How to deal with high-risk MDS in the elderly? The current article approached this question by presenting a new algorithm that will help physicians in clinical practice to identify the best possible therapeutic approaches for this specific group of patients. By directly linking MDS classification with geriatric risk assessment and integrating not only chronological age but also aspects of age-adjusted life expectancy, functional capacities and comorbidities in the geriatric assessment, the specific needs and conditions of each individual patient can be precisely evaluated. Allo-HSCT is the only curative approach for MDS. However, besides comorbidities and a poor performance status, advanced age is one of the major reasons why most of the MDS patients are not eligible for allo-HSCT. Addressing this issue, several alternative therapeutic options for elderly and frail MDS patients are presented here, including the hypomethylating agent azacitidine. Still, there is an urgent need for the implementation of official recommendations and guidelines for the treatment of this specific group of patients. Besides the above-mentioned parameters, such guidelines should also address the impact of comorbidities, particularly renal, cardial and cognitive impairment, as well as existing neuropathy, on the tolerability of elderly patients.
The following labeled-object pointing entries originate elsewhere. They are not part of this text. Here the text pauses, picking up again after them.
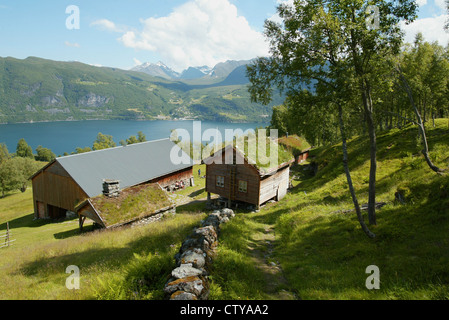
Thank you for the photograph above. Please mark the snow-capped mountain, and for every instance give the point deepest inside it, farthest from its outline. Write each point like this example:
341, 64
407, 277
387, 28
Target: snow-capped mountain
221, 70
157, 70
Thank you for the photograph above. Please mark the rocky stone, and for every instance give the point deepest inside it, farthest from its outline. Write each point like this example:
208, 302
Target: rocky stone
208, 232
186, 270
191, 257
191, 284
182, 295
228, 213
189, 280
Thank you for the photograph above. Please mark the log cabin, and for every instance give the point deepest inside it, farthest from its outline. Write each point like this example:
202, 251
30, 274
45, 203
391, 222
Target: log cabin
239, 180
68, 181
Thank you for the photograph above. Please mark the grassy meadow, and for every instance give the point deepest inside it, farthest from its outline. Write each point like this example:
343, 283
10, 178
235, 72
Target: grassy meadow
307, 246
322, 251
126, 263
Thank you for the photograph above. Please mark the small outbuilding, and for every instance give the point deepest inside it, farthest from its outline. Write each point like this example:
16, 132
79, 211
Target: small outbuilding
230, 174
67, 182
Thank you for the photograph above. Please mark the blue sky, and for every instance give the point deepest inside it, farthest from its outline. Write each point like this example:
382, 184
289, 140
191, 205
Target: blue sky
180, 33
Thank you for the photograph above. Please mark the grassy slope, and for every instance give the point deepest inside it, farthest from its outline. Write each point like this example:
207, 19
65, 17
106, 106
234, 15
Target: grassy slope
324, 253
128, 263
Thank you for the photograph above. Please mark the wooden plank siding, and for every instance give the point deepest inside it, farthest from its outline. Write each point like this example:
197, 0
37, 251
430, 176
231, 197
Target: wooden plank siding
260, 188
242, 173
55, 188
271, 185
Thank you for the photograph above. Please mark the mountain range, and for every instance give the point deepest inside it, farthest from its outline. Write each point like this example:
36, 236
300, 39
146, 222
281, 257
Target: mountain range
36, 89
221, 70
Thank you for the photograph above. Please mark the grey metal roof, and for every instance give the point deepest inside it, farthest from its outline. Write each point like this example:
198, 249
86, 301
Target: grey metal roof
132, 165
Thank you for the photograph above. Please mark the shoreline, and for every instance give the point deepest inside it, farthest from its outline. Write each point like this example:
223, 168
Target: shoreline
137, 120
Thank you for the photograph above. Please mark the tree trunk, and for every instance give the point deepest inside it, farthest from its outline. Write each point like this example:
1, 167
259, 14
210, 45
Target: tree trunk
368, 106
422, 130
348, 176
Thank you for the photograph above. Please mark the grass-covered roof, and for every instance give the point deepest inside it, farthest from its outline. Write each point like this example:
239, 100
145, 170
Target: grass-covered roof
132, 204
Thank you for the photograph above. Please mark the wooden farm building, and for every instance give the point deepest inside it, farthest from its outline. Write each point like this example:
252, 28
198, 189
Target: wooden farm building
69, 181
237, 179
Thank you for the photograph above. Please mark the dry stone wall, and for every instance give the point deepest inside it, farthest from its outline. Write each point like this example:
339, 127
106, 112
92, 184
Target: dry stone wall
190, 278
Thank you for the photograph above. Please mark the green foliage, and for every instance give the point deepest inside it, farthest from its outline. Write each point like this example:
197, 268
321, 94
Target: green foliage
319, 244
142, 279
23, 149
133, 203
15, 173
4, 153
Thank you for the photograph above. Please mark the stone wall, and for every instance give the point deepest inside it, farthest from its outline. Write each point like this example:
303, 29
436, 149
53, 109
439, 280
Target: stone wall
190, 279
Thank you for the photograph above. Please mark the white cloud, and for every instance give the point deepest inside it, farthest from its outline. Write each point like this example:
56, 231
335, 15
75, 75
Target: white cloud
421, 2
441, 4
137, 62
73, 45
199, 32
107, 25
431, 28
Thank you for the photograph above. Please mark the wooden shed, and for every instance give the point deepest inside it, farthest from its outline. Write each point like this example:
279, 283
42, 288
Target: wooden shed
68, 181
237, 179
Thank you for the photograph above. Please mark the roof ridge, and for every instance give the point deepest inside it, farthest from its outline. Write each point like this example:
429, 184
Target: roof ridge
109, 149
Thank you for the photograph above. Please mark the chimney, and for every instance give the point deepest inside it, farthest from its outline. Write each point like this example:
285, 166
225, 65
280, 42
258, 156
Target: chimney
111, 188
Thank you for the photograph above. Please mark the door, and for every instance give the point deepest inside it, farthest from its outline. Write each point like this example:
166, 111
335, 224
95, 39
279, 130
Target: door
40, 210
For this, clinical studies in elderly and in unfit MDS patients have to be performed as well as basic research to better understand ageing, frailty and their interface with cancer. We have just started to successfully integrate paradigms and concepts of geriatric oncology in the evaluation and treatment of elderly MDS patients. Ongoing close cooperation with geriatricians and the propagation of individualised treatment for all elderly cancer patients will further support these efforts!